(taken from the application) The goal of this project is to investigate the mechanism of activation and the function of the glycoprotein hormone alpha-subunit (subsequently referred to as alpha-subunit) in ectopic sites. Studies have shown that high levels of alpha-subunit may be ectopically produced by a variety of ectopic sites, but the mechanism of alpha-subunit gene activation in those sites has not yet been elucidated.
Under Specific Aim 1, the proposed studies will investigate the human alpha-subunit promoter cis-elements and the transcription factors important for activation of the promoter in two cell lines, ChaGo, derived from a bronchogenic epithelium, and HeLa, derived from a uterine cervix. First, we will alter the DNA sequence of the promoter, introduce luciferase-expression constructs containing the altered promoter into ChaGo and HeLa cells by electroporation, and measure the activity of the altered promoter in comparison to the wild type promoter sequence. Once we determine the regions important for alpha-subunit promoter activation, we will analyze the interactions between those regions and nuclear proteins from HeLa and ChaGo cells, in order to identify known and possibly as yet unknown transcription factors that may be playing a role in ectopic beta-subunit gene activation.

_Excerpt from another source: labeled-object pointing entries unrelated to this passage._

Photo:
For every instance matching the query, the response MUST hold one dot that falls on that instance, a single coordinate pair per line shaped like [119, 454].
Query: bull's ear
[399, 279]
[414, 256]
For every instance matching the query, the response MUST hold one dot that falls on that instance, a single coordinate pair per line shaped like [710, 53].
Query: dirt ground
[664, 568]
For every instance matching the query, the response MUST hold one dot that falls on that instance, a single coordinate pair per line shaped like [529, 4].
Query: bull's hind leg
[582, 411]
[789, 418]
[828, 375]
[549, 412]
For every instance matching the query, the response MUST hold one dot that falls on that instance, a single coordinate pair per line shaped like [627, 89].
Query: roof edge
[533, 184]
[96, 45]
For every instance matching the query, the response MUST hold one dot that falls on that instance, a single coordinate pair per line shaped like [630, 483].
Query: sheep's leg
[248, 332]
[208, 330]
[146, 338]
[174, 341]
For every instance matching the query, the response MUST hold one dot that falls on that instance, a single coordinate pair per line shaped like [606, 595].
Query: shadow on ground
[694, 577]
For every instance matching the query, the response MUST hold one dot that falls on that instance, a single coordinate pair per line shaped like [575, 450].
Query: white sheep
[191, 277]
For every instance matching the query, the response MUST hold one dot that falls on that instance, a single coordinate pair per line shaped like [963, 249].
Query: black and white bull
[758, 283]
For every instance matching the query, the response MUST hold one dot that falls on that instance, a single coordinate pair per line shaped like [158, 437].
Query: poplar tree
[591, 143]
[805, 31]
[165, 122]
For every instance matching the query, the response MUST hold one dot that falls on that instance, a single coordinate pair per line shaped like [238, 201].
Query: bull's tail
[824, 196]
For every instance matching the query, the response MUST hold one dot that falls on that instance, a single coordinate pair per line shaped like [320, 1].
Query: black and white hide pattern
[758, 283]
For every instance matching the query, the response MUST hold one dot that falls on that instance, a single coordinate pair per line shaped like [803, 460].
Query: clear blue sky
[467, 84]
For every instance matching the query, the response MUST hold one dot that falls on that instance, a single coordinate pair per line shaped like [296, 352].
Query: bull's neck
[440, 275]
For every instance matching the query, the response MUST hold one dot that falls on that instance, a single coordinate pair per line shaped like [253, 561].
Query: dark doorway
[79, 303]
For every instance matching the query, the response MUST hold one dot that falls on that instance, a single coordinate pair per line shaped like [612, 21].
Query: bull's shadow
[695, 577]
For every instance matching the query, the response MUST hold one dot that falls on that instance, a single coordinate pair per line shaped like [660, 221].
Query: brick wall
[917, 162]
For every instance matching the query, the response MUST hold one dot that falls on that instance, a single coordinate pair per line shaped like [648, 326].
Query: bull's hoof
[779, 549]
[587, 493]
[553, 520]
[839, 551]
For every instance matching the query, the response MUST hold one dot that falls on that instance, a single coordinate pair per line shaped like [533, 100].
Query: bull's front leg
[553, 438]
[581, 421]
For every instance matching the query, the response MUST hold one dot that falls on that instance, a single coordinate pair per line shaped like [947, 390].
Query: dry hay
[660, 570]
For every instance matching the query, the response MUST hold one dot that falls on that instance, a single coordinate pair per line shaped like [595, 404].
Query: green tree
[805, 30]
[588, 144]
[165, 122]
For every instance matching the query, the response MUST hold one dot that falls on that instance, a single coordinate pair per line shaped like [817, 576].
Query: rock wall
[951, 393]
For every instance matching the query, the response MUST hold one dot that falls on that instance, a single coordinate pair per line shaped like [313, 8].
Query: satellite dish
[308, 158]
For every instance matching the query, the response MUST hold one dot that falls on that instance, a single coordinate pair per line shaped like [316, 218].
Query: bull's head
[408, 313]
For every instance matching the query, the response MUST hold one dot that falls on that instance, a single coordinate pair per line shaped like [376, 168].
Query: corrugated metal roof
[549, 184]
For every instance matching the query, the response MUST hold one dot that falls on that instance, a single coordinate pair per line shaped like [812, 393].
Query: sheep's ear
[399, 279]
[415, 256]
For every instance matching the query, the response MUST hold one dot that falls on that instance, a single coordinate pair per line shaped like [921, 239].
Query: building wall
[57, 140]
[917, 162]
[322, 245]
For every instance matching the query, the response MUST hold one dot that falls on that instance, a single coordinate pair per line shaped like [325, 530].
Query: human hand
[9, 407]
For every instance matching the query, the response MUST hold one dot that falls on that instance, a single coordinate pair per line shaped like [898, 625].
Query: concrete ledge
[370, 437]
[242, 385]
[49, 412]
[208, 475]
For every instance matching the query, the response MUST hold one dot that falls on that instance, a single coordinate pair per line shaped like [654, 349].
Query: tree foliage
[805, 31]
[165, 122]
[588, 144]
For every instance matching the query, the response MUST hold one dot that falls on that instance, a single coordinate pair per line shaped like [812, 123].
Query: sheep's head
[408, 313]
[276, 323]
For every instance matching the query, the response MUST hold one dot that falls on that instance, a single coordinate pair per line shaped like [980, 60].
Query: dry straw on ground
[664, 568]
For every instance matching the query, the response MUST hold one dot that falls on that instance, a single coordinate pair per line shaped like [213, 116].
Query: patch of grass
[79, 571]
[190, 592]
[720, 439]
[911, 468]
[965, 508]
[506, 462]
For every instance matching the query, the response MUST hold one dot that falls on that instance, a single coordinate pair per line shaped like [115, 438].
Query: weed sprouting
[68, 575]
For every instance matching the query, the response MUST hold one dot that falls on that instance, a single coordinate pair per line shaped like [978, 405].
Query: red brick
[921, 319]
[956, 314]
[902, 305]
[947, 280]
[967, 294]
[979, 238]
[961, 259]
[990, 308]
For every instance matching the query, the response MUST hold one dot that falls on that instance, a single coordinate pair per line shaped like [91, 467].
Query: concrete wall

Under Specific Aim 2, we will investigate the notion that the alpha-subunit plays a role in the regulation of cell growth. The levels of alpha-subunit in ChaGo and HeLa cells will be modulated by stable transfection of alpha-subunit constructs that will result in the production of antisense RNA (decreasing endogenous production), and sense RNA (inducing over expression), both under the control of a muristerone-sensitive ecdysone system. Parameters of cell growth and cell death will be measured after induction with muristerone. For example, at various early time points, RNA samples will be assayed for the levels of various cell cycle regulators, including the cyclins, cyclin-dependent kinases, and cyclin-dependent kinase inhibitors using microarray chips. Transcripts identified as responsive to manipulating the levels of alpha-subunit will be further quantitated by Northern blot analysis, and their corresponding proteins analyzed by Western blotting. Investigation of a specific function for the free alpha-subunit will advance the field of endocrinology.